Rising inflation expectations
You can hear talk about rising inflation expectations almost everywhere now. Trump's future policy is viewed as pro-inflation; Germany recently surprised with positive inflation numbers. There is a positive upside inflation trend in the U.S.:
However, in the EU inflation is going nowhere:
It is no surprise that ECB keeps printing money. In my view, the prospects for inflation are slightly positive - but no more than that in 2017.
Inflated stock market valuations
Much has been said on the overvaluation of the U.S. stock market . There's a good reason why the market reached its current valuation. Money was printed all around the world and had to go somewhere. The U.S. stock market still remains the best option. At the same time, the stronger dollar will inevitably bite into earnings of U.S. companies and potentially trigger a correction. In my view, the situation now is similar to what we saw last summer:
In my view, a potential stock market correction would certainly benefit gold this year. At the same time, the exact timing of such a correction remains a question.
Long-term Asian growth
The World Gold Council speaks about its projections for 2017 but cites long-term growth - this argument is definitely stretched. This year, India will likely be a drag on gold demand following the surprising currency reform.
That reform is a reason why gold is an important asset for many investors around the world, as any government always holds the ace up its sleeve and can trick you at any time. However, short-term practical implications are negative for gold, as wealthier Indians are the target of the reform and they were the bigger buyers of gold.
Opening new markets
The idea here is that the new Shari'ah standard for gold will unlock demand from Islamic institutions and individuals. I agree with the underlying bullish assumption and I guess we'll just have to wait for first numbers to see if the idea is valid. The good thing here is that there's no downside in that catalyst - the worst that can happen is that it will not work.

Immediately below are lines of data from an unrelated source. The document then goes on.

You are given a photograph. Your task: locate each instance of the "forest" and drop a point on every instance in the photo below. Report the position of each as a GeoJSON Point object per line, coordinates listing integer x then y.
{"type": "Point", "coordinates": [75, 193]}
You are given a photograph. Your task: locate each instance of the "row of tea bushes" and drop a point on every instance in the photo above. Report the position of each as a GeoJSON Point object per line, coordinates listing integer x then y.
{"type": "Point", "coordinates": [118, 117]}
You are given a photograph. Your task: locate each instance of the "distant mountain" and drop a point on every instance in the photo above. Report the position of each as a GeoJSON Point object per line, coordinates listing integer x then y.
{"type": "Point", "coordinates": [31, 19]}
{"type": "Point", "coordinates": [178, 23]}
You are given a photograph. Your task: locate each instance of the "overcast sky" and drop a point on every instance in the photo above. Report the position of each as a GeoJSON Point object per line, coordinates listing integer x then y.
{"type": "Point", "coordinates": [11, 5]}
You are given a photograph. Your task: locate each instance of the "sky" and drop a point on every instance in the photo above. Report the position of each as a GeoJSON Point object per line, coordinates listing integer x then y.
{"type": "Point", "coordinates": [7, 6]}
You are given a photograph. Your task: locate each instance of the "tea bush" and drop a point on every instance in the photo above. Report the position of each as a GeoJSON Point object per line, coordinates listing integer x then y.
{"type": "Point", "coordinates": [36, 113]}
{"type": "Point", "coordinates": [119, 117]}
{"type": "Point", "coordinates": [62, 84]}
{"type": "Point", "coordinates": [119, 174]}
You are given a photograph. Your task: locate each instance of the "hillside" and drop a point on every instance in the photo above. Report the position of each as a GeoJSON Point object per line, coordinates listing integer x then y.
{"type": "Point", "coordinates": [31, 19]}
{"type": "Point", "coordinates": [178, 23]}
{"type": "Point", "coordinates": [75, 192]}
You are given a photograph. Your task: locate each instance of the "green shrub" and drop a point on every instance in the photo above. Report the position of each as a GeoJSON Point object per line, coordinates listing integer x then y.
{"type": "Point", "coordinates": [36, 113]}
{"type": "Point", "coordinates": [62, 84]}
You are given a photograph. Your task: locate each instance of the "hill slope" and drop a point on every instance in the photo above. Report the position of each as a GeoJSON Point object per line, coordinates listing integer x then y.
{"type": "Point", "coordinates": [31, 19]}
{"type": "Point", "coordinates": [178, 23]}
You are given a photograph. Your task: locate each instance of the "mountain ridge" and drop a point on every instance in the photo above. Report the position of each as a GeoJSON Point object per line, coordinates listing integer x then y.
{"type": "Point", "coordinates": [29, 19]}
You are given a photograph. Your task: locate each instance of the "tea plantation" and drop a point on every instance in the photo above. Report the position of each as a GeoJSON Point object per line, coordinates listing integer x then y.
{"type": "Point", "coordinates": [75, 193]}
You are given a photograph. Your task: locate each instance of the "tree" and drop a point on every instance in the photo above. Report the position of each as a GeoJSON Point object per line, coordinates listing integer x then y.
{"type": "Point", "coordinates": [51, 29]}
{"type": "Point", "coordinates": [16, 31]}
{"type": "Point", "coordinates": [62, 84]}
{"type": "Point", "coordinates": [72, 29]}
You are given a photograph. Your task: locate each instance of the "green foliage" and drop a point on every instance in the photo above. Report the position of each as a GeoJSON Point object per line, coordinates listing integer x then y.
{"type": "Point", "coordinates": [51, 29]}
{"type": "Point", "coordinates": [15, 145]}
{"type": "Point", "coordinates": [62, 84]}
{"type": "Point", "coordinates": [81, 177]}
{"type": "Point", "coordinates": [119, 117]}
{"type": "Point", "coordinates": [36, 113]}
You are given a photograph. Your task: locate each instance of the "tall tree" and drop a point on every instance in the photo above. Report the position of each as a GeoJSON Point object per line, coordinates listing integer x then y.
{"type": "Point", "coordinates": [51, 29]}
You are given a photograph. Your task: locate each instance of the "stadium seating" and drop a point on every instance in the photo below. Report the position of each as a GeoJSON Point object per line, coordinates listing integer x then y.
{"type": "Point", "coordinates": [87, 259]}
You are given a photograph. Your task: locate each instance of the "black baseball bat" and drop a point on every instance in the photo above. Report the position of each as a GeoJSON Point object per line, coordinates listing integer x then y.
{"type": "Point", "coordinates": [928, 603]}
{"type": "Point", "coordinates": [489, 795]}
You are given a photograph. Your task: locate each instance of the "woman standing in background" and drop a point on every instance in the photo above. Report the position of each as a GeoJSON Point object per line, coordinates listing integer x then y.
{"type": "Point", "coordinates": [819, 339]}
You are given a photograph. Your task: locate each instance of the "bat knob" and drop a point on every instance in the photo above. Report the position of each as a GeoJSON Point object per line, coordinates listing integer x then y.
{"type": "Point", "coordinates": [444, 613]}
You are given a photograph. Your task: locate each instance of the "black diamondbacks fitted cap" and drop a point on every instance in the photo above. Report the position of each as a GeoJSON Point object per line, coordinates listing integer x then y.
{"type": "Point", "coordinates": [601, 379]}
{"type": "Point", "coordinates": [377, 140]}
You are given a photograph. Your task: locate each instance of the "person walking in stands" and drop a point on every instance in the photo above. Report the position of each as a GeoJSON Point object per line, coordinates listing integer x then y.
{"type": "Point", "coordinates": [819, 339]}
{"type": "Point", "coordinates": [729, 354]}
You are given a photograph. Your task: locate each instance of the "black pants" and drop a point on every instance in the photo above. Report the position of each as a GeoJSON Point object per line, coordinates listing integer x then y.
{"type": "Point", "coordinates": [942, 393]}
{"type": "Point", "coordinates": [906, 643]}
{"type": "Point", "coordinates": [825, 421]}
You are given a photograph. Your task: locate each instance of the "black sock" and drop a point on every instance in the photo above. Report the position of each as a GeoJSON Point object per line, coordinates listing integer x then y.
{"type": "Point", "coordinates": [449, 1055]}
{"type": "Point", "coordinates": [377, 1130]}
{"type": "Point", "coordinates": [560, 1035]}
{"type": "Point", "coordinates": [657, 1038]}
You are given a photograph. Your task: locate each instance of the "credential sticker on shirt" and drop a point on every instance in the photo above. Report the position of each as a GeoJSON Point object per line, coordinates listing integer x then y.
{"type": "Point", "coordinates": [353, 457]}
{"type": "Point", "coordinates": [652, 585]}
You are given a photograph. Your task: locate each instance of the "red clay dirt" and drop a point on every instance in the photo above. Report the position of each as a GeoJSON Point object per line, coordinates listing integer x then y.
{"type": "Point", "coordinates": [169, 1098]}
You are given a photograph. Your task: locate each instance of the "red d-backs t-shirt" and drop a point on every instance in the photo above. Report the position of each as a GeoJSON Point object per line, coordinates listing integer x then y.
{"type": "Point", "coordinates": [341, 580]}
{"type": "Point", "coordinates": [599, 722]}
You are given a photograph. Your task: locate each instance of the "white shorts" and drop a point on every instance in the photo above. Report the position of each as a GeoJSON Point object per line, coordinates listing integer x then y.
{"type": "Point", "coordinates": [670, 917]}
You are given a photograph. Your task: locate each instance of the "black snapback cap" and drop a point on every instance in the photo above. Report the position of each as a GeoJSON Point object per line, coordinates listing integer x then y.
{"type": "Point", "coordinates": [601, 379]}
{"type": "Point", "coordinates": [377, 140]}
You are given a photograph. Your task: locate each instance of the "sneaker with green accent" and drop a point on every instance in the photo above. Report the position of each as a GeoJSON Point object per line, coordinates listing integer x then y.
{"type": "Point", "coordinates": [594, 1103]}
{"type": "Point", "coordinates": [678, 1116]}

There's a good reason to be bullish on gold - both long-term and short term. Shorter term, key catalysts in play will likely be continued Brexit tensions and a potential correction in the U.S. stock market. Longer term, lack of trust in monetary policy and governments in general all around the world will provide support for gold.
Disclosure: I am/we are long GLD.
I wrote this article myself, and it expresses my own opinions. I am not receiving compensation for it (other than from Seeking Alpha). I have no business relationship with any company whose stock is mentioned in this article.